To keep it simple, let’s look at addition:  The foundationof addition is the understanding of the abstract principle that one or more variables combined into a set with other variables can be expressed as a number that is dependent on what the preceding variables were. 

Without that foundationalunderstanding, math facts (such as 2+2=4) have no meaning. They are shorthand expressions that can be useful for calculations… but only for people who understand the underlying principles. Same with subtraction, multiplication, and so forth. You might train a parrot to repeat the multiplication table from one through twelve but the parrot will not be doing math. (Sadly, the parrot would get a better grade than some 4thgraders who actually understand the concept and can apply it but are not as fast and accurate on a timed quiz.)

The concept of addition is actually more complex than we might recall. As adults, we understand it, so we are comfortable going quickly to (non-foundational) calculations to apply it. We get so accustomed to our favorite method of calculation (usually an algorithm) that we begin to think of the short cut as real math.  

But for a young child, it takes time and consideration to master the concept.  For example. If you add two apples to three oranges how many do you have?  Well, the answer depends on what you are categorizing. If it’s apples, you can add oranges all day and still have 2.  If it’s fruit, you have 5.  What if you are adding total weight?  2+2=4 only applies when you know when to use it. 

The point of learning math facts and algorithms is to get kids to use them as tools when appropriate and not to view them as the final goal for their learning.  Traditional programs focus nearly 100% on calculations and offer “application”, word problems and puzzles as though they are extras that might help some students understand why they are doing the abstract calculation… if they are still awake.  It’s totally backward.  No wonder so many people forget what they learned in math class so quickly after graduation.  

Try this little experiment that I got at a recent training at Stanford University: 

1 ¾ divided by ½ 

  1. Calculate it and give the correct answer. (algorithm)
  2. Draw a diagram or picture showing what the equation means- don’t use numerals.
  3. Explain in writing what the equation means and how to solve it.
  4. Describe a real-world application.

Students with deep conceptual understanding can respond competently to those 4 prompts.

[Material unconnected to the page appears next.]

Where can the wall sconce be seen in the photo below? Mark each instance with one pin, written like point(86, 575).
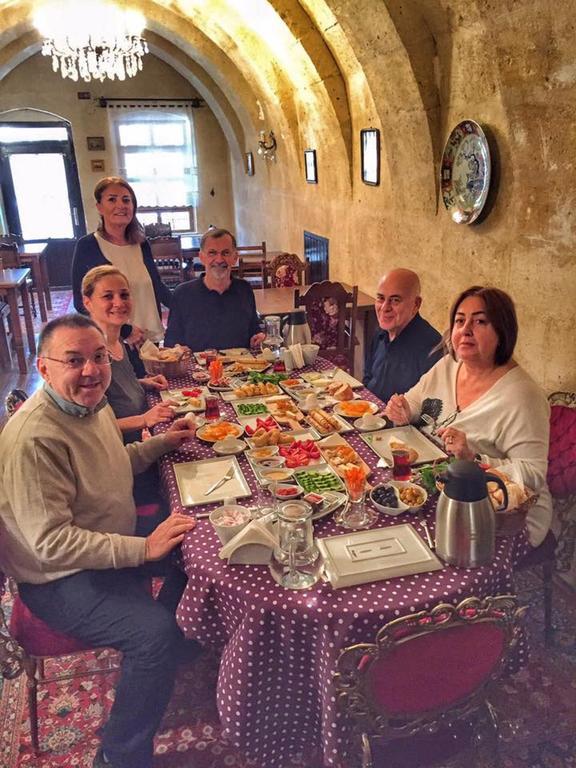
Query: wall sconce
point(267, 145)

However, many students who are identified as “good at math” get the first one fast but have serious trouble from there on.  Among advanced high school math students, #2 can be very frustrating.  One honors Trigonometry student I observed could not liberate herself from numerals in her diagram because the standard equation was so deeply ingrained in her thinking. In response to #4 she suggested that there probably wasn’t a real-world application. 

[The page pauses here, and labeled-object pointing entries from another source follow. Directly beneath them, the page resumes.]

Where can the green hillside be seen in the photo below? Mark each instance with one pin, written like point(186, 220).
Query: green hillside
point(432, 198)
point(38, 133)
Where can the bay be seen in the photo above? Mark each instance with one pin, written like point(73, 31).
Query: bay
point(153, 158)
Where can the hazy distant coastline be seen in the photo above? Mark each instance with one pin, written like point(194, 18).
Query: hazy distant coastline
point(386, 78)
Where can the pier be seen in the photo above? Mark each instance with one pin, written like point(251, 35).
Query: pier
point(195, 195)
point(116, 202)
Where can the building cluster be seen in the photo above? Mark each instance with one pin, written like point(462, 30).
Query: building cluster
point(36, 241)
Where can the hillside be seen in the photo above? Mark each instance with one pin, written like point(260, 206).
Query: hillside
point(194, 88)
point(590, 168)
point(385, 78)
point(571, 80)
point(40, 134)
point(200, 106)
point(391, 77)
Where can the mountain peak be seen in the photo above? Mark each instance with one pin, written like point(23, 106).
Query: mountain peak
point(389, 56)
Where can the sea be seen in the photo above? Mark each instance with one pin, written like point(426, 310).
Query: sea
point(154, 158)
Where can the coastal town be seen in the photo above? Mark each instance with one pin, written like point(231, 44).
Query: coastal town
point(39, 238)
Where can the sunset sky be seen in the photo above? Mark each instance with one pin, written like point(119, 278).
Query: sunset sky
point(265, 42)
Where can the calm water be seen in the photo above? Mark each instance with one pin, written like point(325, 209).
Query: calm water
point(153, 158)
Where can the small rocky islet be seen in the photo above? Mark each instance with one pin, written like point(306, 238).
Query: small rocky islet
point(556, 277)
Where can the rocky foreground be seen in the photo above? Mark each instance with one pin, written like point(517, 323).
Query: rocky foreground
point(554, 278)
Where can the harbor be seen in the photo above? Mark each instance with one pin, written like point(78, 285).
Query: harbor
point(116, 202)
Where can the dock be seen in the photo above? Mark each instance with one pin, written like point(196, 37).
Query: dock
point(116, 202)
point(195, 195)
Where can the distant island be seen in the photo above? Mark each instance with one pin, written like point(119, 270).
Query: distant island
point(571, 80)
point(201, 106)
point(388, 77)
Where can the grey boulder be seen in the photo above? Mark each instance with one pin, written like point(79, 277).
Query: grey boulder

Even as an adult you may struggle with all 4 prompts because you have forgotten the algorithm you learned so long ago. (Who can blame you? If the problem were ever to come up in the real world, you would ask your phone! - a technique I would contend is every bit as “foundational” as doing it with pencil and paper... faster and more accurate too.) Does this mean that you are bad at math?  Of course not, it just means that you may have had a math education that stressed the importance of the tool over the importance of the task. 

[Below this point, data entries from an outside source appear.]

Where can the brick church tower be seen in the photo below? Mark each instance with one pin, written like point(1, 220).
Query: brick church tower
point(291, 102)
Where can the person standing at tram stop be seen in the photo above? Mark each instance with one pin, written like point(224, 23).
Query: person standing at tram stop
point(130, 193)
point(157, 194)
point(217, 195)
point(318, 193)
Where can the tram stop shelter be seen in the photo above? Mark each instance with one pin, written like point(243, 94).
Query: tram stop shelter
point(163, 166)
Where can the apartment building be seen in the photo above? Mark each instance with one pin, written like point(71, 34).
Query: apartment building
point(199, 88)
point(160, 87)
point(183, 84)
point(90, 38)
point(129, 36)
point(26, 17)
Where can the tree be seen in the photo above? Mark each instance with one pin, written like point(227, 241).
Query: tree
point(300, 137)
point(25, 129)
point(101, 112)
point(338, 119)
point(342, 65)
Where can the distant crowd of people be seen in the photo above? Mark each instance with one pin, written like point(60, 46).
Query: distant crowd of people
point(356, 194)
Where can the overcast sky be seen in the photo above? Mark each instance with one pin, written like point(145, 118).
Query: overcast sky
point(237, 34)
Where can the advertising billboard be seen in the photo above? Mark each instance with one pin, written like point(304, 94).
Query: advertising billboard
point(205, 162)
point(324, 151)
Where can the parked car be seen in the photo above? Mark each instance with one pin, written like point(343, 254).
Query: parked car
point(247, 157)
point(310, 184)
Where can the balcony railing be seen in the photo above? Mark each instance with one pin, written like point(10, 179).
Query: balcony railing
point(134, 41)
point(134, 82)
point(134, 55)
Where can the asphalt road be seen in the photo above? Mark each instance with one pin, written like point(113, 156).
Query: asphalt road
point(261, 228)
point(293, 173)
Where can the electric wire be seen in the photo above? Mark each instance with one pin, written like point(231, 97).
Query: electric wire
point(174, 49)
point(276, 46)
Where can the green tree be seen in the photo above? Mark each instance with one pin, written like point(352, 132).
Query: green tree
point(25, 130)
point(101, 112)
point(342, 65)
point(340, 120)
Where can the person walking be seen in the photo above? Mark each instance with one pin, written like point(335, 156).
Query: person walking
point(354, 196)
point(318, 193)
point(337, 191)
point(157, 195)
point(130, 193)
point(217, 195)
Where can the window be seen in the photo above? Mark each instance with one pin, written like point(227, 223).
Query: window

The debate about math instruction (Traditional vs. Conceptual) is a false choice.  The advocates of traditional programs almost always mischaracterize the other side, saying that we are trying to throw out practice and memorization in favor of concepts, puzzle and games. (I have yet to meet a progressive math teacher that advocates the abandonment of practicing facts and learning formulas.)  The truth is we can have it both ways.  Students need a deep conceptual understanding of math and that forms the foundation for their education. With that solid foundation in place, they will be better able to approach problems from a variety of perspectives and not quit when they don’t get the “right” answer fast enough. Along the way we should teach them the shortcuts and tools (facts and formulas) to make their work more efficient so that they can continue to learn and not see math as so many of us did, as something to get through and be done with.